From time to time in this season after Pentecost, we have a reading from the Wisdom literature in the Hebrew Bible. For instance a couple of weeks ago we had a reading from Proverbs and in a couple of weeks time we have another from the Wisdom of Solomon. In that latter there is a verse concerning reason:
“For they reasoned unsoundly, saying to themselves, ‘Short and sorrowful is our life, and there is no remedy when a life comes to its end, and no one has been known to return from Hades.’”
Just by chance I had read that Andrew Carnegie had this carved above the fireplace in his library at Skibo “He that cannot reason is a fool, He that will not a bigot, He that dare not a slave.” Having checked with someone that this was indeed the case, I set about trying to discover where the quote comes from. In his autobiography Andrew Carnegie described a visit he made to the house of a Major Stokes who was the chief counsel of the Pennsylvania Railroad. Carnegie was deeply impressed by a passage he read displayed in Stokes’s residence:
“The grandeur of Mr. Stokes’s home impressed me, but the one feature of it that eclipsed all else was a marble mantel in his library. In the center of the arch, carved in the marble, was an open book with this inscription:
He that cannot reason is a fool,
He that will not a bigot,
He that dare not a slave.These noble words thrilled me. I said to myself, ‘Some day, some day, I’ll have a library and these words shall grace the mantel as here.’ And so they do in New York and Skibo to-day.”
I wondered who had actually written it in the first place and in what context. Eventually I found the answer. Sir William Drummond the late eighteenth and early nineteenth century Scottish poet and writer wrote a philosophical treatise published in 1805 called ‘Academical Questions’, which contains this passage:
“Prejudice may be trusted to guard the outworks for a short space of time, while Reason slumbers in the citadel; but if the latter sink into a lethargy, the former will quickly erect a standard for herself.
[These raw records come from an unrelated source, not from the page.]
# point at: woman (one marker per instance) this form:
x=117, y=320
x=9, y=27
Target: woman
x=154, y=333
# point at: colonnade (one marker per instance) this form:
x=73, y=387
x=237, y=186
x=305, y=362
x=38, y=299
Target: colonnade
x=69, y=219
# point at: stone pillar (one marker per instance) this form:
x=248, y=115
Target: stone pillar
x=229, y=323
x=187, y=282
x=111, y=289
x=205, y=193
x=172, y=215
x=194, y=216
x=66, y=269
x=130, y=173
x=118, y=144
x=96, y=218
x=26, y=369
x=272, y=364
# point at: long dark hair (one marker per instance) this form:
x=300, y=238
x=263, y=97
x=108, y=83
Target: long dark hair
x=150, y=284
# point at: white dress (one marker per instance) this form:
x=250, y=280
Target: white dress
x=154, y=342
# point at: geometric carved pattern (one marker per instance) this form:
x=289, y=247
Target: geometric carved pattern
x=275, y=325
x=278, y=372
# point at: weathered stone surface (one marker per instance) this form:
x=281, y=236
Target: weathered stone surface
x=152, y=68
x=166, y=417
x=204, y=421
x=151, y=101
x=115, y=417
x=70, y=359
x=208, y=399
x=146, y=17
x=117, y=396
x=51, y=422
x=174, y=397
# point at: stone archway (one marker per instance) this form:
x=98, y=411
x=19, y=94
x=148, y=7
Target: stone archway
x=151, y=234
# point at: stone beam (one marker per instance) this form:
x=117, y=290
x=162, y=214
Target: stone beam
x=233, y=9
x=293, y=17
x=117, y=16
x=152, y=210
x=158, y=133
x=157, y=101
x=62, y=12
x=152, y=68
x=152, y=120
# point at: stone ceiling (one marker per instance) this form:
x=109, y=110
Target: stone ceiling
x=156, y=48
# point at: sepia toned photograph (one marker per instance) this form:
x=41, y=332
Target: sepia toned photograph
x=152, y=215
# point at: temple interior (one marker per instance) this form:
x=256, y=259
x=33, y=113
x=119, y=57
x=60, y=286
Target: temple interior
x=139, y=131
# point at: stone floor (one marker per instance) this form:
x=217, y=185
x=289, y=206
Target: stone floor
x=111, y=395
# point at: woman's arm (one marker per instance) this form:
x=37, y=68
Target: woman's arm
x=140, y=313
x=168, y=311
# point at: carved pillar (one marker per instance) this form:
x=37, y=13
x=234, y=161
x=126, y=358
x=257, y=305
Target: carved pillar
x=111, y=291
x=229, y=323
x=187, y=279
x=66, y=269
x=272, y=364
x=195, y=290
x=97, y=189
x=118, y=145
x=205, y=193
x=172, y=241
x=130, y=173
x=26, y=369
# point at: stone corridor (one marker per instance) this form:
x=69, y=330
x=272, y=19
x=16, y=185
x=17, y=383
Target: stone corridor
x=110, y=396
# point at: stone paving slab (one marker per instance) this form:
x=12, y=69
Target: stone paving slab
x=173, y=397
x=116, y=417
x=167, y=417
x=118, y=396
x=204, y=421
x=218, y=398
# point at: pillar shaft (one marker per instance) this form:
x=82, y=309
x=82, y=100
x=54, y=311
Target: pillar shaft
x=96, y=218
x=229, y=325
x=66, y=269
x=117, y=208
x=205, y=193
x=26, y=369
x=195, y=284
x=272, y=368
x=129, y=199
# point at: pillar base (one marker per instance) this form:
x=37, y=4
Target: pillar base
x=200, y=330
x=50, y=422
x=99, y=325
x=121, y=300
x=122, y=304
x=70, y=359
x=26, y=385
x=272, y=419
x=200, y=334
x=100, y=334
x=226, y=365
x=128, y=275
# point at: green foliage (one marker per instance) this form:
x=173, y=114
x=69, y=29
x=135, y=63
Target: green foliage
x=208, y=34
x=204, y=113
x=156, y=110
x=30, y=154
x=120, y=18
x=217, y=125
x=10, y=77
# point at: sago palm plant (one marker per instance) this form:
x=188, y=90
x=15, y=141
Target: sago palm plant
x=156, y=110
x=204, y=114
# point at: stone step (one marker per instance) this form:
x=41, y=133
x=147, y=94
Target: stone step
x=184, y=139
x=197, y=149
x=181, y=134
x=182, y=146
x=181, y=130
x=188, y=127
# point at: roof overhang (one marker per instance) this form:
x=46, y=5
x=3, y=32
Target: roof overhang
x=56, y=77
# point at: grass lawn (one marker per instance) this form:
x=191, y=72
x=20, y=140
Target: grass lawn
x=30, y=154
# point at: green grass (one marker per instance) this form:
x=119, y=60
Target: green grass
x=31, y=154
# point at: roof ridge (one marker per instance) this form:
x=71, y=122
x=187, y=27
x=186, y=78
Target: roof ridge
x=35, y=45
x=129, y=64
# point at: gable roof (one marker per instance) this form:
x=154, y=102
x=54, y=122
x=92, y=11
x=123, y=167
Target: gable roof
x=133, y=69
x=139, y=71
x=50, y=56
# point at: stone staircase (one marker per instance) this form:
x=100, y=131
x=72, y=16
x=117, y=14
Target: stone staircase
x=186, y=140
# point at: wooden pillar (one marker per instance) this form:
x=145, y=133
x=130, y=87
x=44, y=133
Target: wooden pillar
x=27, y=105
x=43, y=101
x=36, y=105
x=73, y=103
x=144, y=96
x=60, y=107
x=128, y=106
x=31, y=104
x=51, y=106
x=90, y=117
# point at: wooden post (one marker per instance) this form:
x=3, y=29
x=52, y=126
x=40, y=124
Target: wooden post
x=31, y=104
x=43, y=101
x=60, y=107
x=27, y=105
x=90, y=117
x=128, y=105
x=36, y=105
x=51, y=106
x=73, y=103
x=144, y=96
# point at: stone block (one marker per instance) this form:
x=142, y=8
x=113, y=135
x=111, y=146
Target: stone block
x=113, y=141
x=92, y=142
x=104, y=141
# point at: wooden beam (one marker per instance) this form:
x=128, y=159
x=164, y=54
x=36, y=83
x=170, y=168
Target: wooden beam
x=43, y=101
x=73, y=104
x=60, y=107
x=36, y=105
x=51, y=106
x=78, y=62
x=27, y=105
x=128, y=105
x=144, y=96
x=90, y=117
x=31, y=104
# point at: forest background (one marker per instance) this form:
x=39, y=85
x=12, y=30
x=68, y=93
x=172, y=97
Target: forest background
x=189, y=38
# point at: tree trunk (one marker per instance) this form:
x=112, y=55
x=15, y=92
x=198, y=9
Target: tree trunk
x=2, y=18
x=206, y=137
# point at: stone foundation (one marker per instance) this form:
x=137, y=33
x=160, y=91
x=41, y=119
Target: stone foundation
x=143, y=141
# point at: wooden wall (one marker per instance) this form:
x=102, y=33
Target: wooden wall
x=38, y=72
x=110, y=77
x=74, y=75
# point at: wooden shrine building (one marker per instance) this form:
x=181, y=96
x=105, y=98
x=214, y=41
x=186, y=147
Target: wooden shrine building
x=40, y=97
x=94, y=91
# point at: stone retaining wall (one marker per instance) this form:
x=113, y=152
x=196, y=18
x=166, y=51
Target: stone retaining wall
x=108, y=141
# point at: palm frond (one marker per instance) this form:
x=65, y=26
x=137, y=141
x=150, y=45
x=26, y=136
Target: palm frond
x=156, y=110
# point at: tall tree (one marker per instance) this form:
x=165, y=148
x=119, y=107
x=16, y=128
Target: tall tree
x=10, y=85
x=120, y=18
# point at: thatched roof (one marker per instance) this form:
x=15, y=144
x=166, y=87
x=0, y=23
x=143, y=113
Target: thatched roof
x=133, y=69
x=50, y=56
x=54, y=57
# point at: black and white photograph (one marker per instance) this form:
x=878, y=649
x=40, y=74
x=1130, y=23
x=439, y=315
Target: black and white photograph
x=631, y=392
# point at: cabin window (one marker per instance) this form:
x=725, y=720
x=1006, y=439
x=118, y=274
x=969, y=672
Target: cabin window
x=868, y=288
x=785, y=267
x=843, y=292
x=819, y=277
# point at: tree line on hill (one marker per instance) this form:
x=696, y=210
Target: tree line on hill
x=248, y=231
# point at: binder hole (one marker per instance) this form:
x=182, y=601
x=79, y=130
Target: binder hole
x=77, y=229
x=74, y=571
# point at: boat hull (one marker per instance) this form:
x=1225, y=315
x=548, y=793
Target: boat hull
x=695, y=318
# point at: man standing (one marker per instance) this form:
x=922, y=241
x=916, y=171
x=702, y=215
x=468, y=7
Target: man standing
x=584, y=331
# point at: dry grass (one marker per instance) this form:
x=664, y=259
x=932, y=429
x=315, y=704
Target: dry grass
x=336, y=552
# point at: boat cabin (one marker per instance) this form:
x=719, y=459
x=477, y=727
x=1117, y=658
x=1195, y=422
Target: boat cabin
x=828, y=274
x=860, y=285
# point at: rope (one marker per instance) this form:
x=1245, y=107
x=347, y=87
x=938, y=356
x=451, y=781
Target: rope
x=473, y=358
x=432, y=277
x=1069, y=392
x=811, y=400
Philosophy, wisdom, and liberty, support each other: he who will not reason is a bigot; he who cannot is a fool; and he who dares not, is a slave.”
Now does that tendency to suspend reason and instead rely simply on prejudice, apply to so much that has happened recently and is still happening in our world today and is it not something that we should all guard against?
The Reverend Billy Graham apparently suggested as a discipline reading the chapter of Proverbs which matched the number of the day the month. Now it’s possible that perhaps it’s for no better reason than there are 31 chapters in Proverbs though of course reading a bit of Solomon’s Wisdom each day is probably a good thing anyway.